The following code creates an entity with 2 values for the property x and 2 values for the property y:

class MyModel(db.Expando):
  pass

e2 = MyModel()
e2.x = ['red', 'blue']
e2.y = [1, 2]
e2.put()

To accurately represent these values, the index must store 8 property values: two each for the built-in indexes on x and y, and one for each permutation of x and y in the custom index. With many list values, this can mean an index must store very many index entries for a single entity. You could call an index that refers to multiple properties with multiple values an "exploding index," because it can get very large with just a few values.

If a put() would result in a number of index entries that exceeds the limit, the call will fail with a BadRequestError exception.
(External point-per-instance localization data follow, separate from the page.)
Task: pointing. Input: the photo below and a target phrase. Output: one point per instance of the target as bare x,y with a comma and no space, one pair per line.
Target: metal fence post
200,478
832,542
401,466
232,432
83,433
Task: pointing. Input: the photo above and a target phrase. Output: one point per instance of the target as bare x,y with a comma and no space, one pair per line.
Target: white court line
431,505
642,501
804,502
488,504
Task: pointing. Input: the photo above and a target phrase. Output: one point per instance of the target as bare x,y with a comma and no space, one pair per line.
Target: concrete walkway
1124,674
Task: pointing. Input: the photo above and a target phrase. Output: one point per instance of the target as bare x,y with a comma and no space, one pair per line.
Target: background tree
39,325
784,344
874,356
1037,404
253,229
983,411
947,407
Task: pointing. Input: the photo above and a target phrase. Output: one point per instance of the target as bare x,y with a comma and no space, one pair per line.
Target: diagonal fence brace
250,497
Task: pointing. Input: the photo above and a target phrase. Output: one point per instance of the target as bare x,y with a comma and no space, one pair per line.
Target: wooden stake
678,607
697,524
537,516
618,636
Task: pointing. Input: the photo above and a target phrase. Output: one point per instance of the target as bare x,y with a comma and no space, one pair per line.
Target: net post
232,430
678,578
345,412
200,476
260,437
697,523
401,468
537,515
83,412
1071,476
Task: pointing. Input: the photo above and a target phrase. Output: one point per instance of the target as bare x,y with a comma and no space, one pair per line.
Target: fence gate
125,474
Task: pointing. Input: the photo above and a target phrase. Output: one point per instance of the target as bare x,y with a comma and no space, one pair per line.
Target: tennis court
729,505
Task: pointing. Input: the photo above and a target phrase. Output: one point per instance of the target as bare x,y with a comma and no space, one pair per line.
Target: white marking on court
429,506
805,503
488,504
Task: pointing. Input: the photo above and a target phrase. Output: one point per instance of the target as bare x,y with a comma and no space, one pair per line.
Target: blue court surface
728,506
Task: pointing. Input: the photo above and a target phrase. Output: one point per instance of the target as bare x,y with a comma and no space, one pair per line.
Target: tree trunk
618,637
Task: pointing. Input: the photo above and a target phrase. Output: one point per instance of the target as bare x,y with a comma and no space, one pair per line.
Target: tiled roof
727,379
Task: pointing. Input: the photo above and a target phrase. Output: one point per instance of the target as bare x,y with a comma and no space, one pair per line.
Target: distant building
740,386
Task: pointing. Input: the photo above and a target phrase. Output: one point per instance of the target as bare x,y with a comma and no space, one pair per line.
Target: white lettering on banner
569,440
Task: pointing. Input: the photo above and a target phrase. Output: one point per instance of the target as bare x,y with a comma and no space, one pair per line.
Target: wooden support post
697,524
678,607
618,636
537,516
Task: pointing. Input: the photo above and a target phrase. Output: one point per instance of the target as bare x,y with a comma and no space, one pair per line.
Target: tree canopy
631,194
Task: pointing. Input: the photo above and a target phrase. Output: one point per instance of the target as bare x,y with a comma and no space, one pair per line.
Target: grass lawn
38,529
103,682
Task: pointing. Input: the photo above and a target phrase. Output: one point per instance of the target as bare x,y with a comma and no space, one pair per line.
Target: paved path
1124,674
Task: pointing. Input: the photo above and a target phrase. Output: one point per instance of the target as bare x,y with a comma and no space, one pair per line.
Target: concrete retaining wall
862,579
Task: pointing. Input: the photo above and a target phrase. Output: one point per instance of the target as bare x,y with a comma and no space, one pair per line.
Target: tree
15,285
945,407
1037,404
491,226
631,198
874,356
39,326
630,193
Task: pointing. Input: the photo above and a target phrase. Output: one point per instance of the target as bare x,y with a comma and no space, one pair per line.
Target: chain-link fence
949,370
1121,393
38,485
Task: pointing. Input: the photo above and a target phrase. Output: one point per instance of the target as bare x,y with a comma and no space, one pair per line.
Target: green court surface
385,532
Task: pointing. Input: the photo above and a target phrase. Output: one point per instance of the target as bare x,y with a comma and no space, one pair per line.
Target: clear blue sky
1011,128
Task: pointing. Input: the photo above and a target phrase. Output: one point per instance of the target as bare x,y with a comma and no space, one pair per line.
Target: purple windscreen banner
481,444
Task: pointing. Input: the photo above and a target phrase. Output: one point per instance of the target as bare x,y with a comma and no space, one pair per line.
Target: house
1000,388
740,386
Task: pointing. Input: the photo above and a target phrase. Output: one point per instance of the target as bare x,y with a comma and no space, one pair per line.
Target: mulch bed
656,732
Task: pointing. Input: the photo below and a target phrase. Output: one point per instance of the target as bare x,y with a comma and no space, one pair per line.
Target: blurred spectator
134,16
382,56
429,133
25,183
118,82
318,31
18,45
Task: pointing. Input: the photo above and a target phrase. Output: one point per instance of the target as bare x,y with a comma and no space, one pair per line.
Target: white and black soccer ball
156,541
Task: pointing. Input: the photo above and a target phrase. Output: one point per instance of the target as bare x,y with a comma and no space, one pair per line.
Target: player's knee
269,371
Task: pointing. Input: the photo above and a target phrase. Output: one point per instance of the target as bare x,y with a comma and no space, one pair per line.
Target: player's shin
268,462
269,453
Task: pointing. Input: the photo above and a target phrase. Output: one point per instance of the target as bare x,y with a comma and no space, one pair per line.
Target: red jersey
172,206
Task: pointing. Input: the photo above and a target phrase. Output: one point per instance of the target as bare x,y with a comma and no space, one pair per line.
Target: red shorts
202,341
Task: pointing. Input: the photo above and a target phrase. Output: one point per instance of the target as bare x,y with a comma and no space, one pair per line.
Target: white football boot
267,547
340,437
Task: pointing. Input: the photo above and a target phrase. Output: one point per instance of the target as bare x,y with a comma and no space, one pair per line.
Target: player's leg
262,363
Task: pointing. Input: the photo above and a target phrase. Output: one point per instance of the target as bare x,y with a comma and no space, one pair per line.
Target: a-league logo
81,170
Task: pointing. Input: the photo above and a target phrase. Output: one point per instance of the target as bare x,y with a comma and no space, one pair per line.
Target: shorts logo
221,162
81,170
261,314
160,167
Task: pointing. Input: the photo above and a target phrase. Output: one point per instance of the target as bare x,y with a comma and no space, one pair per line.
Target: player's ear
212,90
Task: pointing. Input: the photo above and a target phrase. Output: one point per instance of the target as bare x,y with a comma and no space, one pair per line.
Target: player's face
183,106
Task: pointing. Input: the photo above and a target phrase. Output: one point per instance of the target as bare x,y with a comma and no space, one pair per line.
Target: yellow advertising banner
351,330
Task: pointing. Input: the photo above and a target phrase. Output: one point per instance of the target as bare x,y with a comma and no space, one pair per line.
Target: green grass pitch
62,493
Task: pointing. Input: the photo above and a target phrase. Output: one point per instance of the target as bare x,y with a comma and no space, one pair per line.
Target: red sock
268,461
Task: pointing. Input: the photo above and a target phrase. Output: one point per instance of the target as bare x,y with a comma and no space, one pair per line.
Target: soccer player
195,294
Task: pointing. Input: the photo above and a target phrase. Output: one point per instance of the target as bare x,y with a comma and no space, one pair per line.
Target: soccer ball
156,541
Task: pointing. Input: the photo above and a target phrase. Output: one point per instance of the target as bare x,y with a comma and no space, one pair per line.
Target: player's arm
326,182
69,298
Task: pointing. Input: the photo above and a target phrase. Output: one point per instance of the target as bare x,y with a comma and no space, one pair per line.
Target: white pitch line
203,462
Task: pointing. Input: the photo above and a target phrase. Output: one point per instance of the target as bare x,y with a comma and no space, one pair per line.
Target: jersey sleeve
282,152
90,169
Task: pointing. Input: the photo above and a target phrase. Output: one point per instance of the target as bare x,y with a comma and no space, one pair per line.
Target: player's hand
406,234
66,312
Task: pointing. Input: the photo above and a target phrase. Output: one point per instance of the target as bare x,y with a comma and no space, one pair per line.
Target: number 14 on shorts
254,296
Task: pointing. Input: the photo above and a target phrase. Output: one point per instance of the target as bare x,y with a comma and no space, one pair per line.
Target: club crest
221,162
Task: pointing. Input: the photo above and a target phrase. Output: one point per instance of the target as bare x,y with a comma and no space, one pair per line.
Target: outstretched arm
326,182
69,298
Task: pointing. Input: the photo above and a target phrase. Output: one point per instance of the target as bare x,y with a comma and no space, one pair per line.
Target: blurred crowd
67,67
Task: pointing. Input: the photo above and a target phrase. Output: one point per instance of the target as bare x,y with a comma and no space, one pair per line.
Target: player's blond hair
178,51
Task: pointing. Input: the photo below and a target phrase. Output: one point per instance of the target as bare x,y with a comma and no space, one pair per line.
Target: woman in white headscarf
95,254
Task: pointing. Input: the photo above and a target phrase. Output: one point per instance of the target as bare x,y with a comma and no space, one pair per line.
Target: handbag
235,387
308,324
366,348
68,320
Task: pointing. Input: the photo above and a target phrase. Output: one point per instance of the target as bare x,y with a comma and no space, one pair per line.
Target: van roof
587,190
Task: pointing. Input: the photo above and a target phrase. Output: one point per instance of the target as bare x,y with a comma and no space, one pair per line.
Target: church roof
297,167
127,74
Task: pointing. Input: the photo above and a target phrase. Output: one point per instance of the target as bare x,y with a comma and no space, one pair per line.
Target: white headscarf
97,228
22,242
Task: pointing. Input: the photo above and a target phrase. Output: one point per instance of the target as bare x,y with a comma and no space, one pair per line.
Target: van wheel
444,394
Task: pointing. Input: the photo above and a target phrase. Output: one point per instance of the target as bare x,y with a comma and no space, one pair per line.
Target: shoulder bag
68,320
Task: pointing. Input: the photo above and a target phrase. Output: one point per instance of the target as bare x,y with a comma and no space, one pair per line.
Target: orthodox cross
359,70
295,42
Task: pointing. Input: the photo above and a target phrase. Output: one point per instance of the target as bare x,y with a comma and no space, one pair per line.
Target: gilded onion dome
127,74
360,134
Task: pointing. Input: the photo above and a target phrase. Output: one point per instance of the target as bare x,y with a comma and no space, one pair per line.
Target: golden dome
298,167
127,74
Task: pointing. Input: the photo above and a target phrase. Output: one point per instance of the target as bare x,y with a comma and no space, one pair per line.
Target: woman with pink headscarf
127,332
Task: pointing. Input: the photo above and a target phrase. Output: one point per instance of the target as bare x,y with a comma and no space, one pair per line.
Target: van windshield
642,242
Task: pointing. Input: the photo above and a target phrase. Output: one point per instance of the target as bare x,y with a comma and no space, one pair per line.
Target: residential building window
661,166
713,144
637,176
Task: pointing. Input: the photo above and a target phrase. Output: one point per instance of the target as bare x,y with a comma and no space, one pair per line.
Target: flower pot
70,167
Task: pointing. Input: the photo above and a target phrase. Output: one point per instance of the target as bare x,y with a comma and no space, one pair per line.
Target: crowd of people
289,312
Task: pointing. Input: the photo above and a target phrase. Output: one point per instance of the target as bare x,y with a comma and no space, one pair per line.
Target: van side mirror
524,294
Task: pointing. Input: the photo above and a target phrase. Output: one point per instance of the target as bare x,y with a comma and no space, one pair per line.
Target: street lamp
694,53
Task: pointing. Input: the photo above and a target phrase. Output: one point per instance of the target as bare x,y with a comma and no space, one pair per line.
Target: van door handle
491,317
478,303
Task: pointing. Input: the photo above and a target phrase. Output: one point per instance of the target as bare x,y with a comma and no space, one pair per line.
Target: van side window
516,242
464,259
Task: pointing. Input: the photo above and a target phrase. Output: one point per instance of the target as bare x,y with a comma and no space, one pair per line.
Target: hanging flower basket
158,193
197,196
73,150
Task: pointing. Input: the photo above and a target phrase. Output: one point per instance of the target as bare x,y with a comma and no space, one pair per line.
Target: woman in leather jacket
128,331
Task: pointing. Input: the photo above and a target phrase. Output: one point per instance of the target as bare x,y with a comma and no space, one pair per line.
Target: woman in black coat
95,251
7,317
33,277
If you create a new index that would contain a number of index entries that exceeds the limit for any entity when built, queries against the index will fail, and the index will appear in the "Error" state in the Admin Console.

To handle "Error" indexes, first remove them from your index.yaml file and run appcfg.py vacuum_indexes. Then, either reformulate the index definition and corresponding queries or remove the entities that are causing the index to "explode." Finally, add the index back to index.yaml and run appcfg.py update_indexes.

You can avoid exploding indexes by avoiding queries that would require a custom index using a list property. As described above, this includes queries with descending sort orders, multiple sort orders, a mix of equality and inequality filters, and ancestor filters.